In the 127th meeting, we discussed the “DeepScaling: microservices autoscaling for stable CPU utilization in large scale cloud systems” SoCC’22 paper by Ziliang Wang, Shiyi Zhu, Jianguo Li, Wei Jiang, K. K. Ramakrishnan, Yangfei Zheng, Meng Yan, Xiaohong Zhang, Alex X. Liu.

This paper argues that current Autoscaling solutions for Microservice applications are lacking in several ways. The first one is the timing of autoscaling. For example, rule-based systems use some threshold boundaries on performance metrics to decide whether to scale up or down. This reactive approach adjusts to the behaviors of the system that already happened, and this means that thresholds have to account for that — one may set the thresholds more conservatively to allow the autoscaling systems to “spool up” once the threshold is hit, but before the system is in real danger violating SLAs or needed additional resources. Naturally, this threshold manipulation also requires some expert knowledge of systems to autoscale. An alternative to rule-based solutions is learning-based autoscaling, which relies on machine learning. This can reduce the requirement for domain knowledge, as the autoscaling system can learn the patterns itself. However, current learning-based solutions have another limitation — they rarely consider resource usage due to frequent variations in utilization. Naturally, maximizing resource utilization can lead to monetary savings, so it is important for an autoscaling system to accurately provision resources in a dynamic system.
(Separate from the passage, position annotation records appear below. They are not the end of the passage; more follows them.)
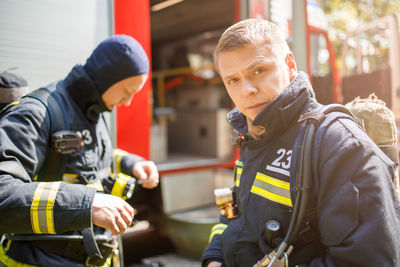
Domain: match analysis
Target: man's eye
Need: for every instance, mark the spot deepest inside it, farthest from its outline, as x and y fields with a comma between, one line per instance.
x=233, y=81
x=259, y=71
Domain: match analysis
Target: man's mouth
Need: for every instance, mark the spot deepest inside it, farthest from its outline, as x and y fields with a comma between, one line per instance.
x=257, y=106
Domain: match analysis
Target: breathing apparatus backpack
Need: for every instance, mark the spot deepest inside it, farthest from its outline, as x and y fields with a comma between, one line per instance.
x=377, y=120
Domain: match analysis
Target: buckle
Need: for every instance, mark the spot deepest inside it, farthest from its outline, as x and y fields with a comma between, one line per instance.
x=66, y=142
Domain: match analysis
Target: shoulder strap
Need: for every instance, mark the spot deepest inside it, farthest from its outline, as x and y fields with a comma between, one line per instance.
x=302, y=172
x=54, y=165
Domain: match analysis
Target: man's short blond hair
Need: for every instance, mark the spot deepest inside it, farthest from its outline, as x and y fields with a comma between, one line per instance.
x=252, y=31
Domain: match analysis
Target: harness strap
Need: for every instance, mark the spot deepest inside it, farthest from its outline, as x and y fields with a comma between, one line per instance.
x=54, y=165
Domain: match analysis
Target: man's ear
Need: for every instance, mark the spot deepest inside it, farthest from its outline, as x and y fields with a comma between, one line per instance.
x=291, y=63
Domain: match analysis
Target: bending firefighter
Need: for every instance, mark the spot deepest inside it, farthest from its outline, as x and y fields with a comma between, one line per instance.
x=55, y=157
x=352, y=213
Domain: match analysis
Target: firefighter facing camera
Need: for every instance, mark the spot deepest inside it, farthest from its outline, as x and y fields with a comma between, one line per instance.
x=320, y=199
x=62, y=185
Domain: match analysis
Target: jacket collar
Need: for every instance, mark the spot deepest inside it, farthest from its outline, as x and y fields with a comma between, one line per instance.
x=281, y=112
x=83, y=91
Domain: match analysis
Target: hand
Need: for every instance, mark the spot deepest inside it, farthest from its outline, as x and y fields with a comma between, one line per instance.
x=112, y=213
x=147, y=172
x=214, y=264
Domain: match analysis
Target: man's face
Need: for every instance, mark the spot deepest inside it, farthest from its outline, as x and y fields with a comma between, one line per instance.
x=123, y=91
x=254, y=76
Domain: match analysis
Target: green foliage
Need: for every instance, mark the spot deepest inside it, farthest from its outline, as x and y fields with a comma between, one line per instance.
x=347, y=15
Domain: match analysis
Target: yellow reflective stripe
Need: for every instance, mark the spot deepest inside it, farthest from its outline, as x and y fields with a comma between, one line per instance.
x=273, y=189
x=42, y=207
x=118, y=154
x=217, y=230
x=239, y=163
x=119, y=185
x=273, y=181
x=238, y=174
x=8, y=261
x=8, y=245
x=96, y=185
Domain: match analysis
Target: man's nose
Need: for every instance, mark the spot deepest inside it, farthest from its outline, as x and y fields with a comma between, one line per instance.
x=248, y=87
x=127, y=101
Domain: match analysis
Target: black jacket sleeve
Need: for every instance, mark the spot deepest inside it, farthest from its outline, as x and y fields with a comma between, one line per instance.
x=358, y=209
x=24, y=135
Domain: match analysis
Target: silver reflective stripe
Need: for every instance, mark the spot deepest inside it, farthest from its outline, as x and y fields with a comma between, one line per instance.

The paper proposes DeepScaling, a system that optimizes resource usage (in this case it is CPU utilization) while meeting SLO constraints. DeepScaling does so by focusing on forecasting the future workload based on historical data. From this prediction, it estimates the resource requirements for the system in the near future and provisions or decommissions resources as needed. These tasks are separated into 3 components: Workload Forecaster, CPU Utilization Estimator, and Scaling Decider. There are a few other components, such as load balancers, controllers, and monitors to ensure predictable load spread in the cluster, perform data collection and enact the scalability decisions. The predictive manner allows DeepScaling to anticipate load increases and provision enough new capacity ahead of time, eliminating the need for overly conservative autoscaling bounds.
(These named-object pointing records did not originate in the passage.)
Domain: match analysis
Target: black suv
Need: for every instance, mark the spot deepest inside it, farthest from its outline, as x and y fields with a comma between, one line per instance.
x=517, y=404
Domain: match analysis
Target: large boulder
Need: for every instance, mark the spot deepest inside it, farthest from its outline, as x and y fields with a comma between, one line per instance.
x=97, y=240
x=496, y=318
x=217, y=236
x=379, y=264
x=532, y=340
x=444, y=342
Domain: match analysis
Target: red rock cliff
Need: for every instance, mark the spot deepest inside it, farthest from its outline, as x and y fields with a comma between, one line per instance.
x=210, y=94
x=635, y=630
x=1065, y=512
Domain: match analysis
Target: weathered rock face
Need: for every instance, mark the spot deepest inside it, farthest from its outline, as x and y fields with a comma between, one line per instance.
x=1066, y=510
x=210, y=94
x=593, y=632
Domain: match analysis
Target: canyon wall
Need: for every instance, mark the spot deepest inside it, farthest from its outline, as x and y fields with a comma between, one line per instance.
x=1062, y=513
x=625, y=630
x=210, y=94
The paper provides significantly more details on the machine learning components, but I am less interested in these as a systems person. The paper also provides a good evaluation of these components, so it is actually worth the read, especially for more ML-inclined folks.

Discussion

1) Multiple steps. The DeepScaling system tries to see how many resources it will need in the near future to predict scaling demands and satisfy these future needs. It does so by estimating CPU utilization, but it does so indirectly, as it first tries to predict the workloads and then converts these workload estimates into CPU requirements. Why not build a CPU model directly and learn it that way? Our understanding is that decoupling the two processes has several advantages. The workloads for different services can be learned and predicted separately. Adding or removing services from the cluster does not require retraining the model if the CPU requirement can be estimated from the sum of these predicted workloads. Similarly, if a service changes significantly and requires a different amount of resources for the same work, the system can adjust that in the CPU estimator. In the worst case, if the workload characteristics have changed as well, again, only the model for a service needs to be retrained.

2) Backup autoscaling. One possible problem we discussed was the ability to react to unexpected changes. With a purely predictive system, we believe there is a need for a rule-based backup that can kick in if the predictive model failed.